The two-dose MMR vaccination was introduced in the UK in 1996. MMR contains live attenuated strains of the measles, mumps and rubella viruses and consideration must be given to the timing and administration of other live vaccines.

There are few contraindications to MMR vaccination but they include anaphylactic reaction to previous vaccines containing measles, mumps or rubella, immunosuppression, pregnancy, and anaphylactic reaction to neomycin or gelatine.

Although routine MMR vaccination starts at 13 months in the UK, infants over six months who are travelling to endemic areas should be vaccinated.

However, they should still receive their two-dose course as normal on their return, because there is a suboptimal response to vaccination at such a young age.

Children who have already received their first dose should have their second dose before travelling, assuming one month has passed since their first dose. If they are younger than 18 months when vaccinated the second time they should also receive their pre-school booster.

Older children and adults who have not completed a two-dose schedule should be assessed regarding their previous vaccination history (MMR or the MR vaccine), likelihood of childhood exposure to natural infection (such as those born before 1970), and risk of exposure when travelling.

The aim is to ensure immunity in those at risk. Where an incomplete vaccination history is given by an adult it is better to err on the side of caution and offer MMR vaccination.

If travellers do not have a history of adequate protection against these diseases, then previous immunisation status should be obtained, whether or not international travel is planned. The fact that a person is seeing a travel health provider or a primary healthcare provider for immunisations for travel should act as a signal to take the opportunity to vaccinate where there are gaps in routine coverage.

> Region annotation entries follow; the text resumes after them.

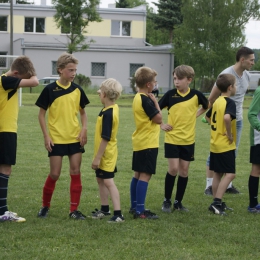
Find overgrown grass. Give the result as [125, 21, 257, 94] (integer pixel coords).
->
[0, 94, 259, 260]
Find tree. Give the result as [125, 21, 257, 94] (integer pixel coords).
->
[174, 0, 260, 78]
[52, 0, 102, 53]
[149, 0, 182, 43]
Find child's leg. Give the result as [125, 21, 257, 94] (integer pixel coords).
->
[212, 173, 235, 199]
[96, 178, 109, 212]
[174, 159, 190, 203]
[136, 172, 152, 214]
[248, 164, 260, 208]
[42, 156, 62, 208]
[69, 153, 82, 212]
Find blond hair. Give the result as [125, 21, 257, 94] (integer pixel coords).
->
[172, 65, 195, 79]
[100, 78, 122, 101]
[135, 67, 157, 88]
[11, 56, 36, 77]
[56, 52, 79, 75]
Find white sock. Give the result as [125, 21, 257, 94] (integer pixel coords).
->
[227, 181, 232, 189]
[206, 178, 213, 189]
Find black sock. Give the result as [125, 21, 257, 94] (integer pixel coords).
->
[101, 205, 109, 212]
[0, 173, 9, 215]
[164, 172, 176, 200]
[248, 175, 259, 208]
[175, 176, 188, 202]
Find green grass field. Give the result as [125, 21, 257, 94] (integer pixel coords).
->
[0, 94, 260, 260]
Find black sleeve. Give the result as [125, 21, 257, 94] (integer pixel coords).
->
[141, 95, 159, 120]
[101, 108, 113, 141]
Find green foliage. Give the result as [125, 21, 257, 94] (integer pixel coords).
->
[174, 0, 260, 78]
[74, 73, 91, 87]
[52, 0, 102, 53]
[148, 0, 182, 43]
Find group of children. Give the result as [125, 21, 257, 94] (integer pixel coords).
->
[0, 49, 260, 223]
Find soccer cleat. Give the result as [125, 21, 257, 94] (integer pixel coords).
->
[221, 202, 233, 211]
[0, 211, 26, 223]
[107, 215, 125, 223]
[134, 209, 159, 219]
[173, 202, 189, 212]
[204, 186, 213, 196]
[89, 209, 111, 219]
[247, 204, 260, 213]
[37, 207, 49, 218]
[129, 208, 135, 215]
[209, 202, 227, 215]
[69, 210, 86, 220]
[226, 185, 240, 194]
[162, 200, 172, 213]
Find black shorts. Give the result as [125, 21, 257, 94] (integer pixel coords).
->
[0, 132, 17, 165]
[209, 150, 236, 173]
[132, 148, 158, 174]
[250, 144, 260, 164]
[164, 143, 195, 162]
[95, 168, 117, 179]
[48, 142, 85, 157]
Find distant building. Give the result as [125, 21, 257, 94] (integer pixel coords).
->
[0, 0, 174, 93]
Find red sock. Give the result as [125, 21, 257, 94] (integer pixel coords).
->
[70, 174, 82, 212]
[42, 175, 57, 208]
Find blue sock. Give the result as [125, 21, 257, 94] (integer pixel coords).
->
[130, 177, 138, 209]
[136, 180, 148, 213]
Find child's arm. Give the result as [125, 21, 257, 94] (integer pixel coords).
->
[19, 76, 39, 88]
[38, 108, 54, 152]
[91, 138, 108, 170]
[224, 114, 233, 144]
[77, 109, 88, 146]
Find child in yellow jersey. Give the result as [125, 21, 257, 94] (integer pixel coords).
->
[206, 74, 236, 215]
[91, 78, 124, 223]
[0, 56, 39, 222]
[159, 65, 208, 213]
[36, 53, 89, 220]
[130, 67, 162, 219]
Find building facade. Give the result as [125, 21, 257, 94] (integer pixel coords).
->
[0, 0, 174, 93]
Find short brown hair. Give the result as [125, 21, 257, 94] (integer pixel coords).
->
[56, 52, 79, 75]
[11, 56, 36, 77]
[135, 67, 157, 88]
[172, 65, 195, 79]
[100, 78, 122, 101]
[216, 73, 236, 93]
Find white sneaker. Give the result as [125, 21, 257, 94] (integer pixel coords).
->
[0, 211, 26, 222]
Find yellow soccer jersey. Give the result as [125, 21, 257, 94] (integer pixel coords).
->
[132, 93, 160, 151]
[94, 104, 119, 172]
[35, 81, 89, 144]
[0, 74, 21, 133]
[159, 88, 208, 145]
[206, 96, 236, 153]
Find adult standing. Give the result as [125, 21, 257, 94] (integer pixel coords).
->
[204, 47, 255, 195]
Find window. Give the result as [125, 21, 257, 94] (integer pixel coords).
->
[111, 21, 131, 36]
[51, 61, 58, 75]
[0, 16, 7, 32]
[91, 62, 106, 77]
[24, 17, 45, 33]
[129, 63, 144, 78]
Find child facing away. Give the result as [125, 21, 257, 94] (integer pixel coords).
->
[0, 56, 39, 222]
[35, 53, 89, 220]
[206, 74, 236, 215]
[91, 78, 125, 223]
[247, 79, 260, 213]
[159, 65, 208, 213]
[129, 67, 162, 219]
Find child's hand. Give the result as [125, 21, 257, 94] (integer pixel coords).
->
[160, 124, 173, 132]
[44, 135, 54, 153]
[91, 158, 100, 170]
[77, 128, 88, 147]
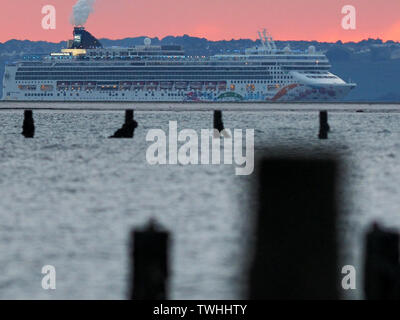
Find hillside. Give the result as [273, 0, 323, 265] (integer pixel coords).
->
[0, 35, 400, 102]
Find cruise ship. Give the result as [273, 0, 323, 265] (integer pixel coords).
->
[3, 27, 356, 102]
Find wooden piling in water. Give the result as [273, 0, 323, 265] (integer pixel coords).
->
[214, 110, 224, 132]
[130, 221, 169, 300]
[249, 158, 339, 300]
[21, 110, 35, 138]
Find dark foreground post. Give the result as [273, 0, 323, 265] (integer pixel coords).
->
[249, 158, 338, 300]
[110, 110, 138, 138]
[318, 111, 330, 139]
[214, 110, 224, 132]
[364, 224, 400, 300]
[22, 110, 35, 138]
[130, 221, 169, 300]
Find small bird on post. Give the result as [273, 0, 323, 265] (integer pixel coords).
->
[130, 220, 169, 300]
[318, 110, 330, 139]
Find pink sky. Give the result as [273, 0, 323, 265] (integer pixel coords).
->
[0, 0, 400, 42]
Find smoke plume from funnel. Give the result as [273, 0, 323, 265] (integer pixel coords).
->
[71, 0, 96, 26]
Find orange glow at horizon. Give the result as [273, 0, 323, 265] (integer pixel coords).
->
[0, 0, 400, 42]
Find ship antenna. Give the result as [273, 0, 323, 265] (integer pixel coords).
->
[263, 29, 276, 50]
[258, 31, 266, 49]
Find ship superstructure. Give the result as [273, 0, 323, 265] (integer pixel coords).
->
[3, 27, 355, 102]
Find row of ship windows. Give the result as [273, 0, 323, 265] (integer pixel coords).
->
[16, 70, 272, 78]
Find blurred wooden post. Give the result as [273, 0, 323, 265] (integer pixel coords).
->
[130, 221, 169, 300]
[249, 158, 339, 300]
[364, 224, 400, 300]
[214, 110, 224, 132]
[22, 110, 35, 138]
[318, 111, 330, 139]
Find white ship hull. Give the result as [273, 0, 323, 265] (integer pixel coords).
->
[3, 28, 355, 102]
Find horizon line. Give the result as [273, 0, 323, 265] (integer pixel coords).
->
[0, 34, 400, 44]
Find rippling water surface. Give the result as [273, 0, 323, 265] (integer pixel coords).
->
[0, 106, 400, 299]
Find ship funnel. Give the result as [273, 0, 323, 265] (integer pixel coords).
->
[70, 27, 103, 49]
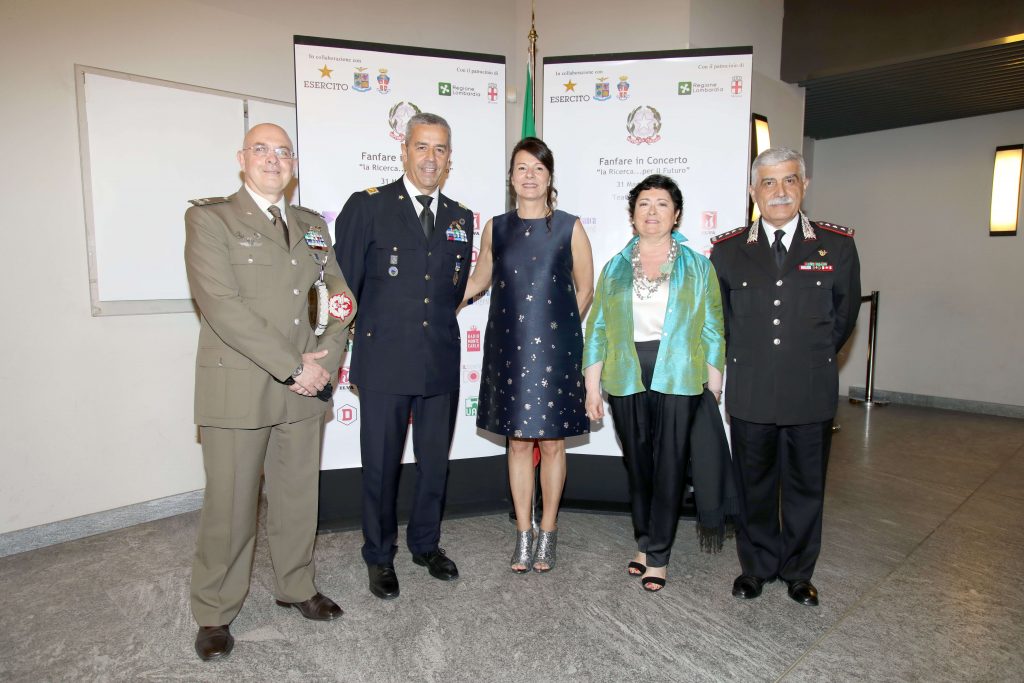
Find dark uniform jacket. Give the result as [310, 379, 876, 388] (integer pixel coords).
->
[335, 178, 473, 396]
[711, 214, 860, 425]
[185, 187, 354, 429]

- Dr Ross is consultant public health physician at MASTA, London and Dr Pudney is a student at the London School of Hygiene and Tropical Medicine.


- Unprotected travellers to areas where mumps, measles and rubella are endemic put themselves at risk of acquiring these infections. They may also pose a public health threat on return to their native country.

- Measles is one of the most contagious diseases. Severe complications include blindness, encephalitis, diarrhoea and otitis media. Pneumonia is the most common cause of death.

- The incidence of mumps in England and Wales has increased dramatically in the past decade. Complications include orchitis, meningitis, deafness, encephalitis, and an increased risk of miscarriage if contracted in the first trimester of pregnancy.

- Rubella remains an important disease because of the risk of congenital rubella syndrome to the unborn fetus.

- Travellers' previous vaccination history should be assessed. Those who have not had two documented doses of MMR vaccine who are travelling to endemic areas should be offered MMR vaccination.

- Infants over six months who are travelling to endemic areas should be vaccinated.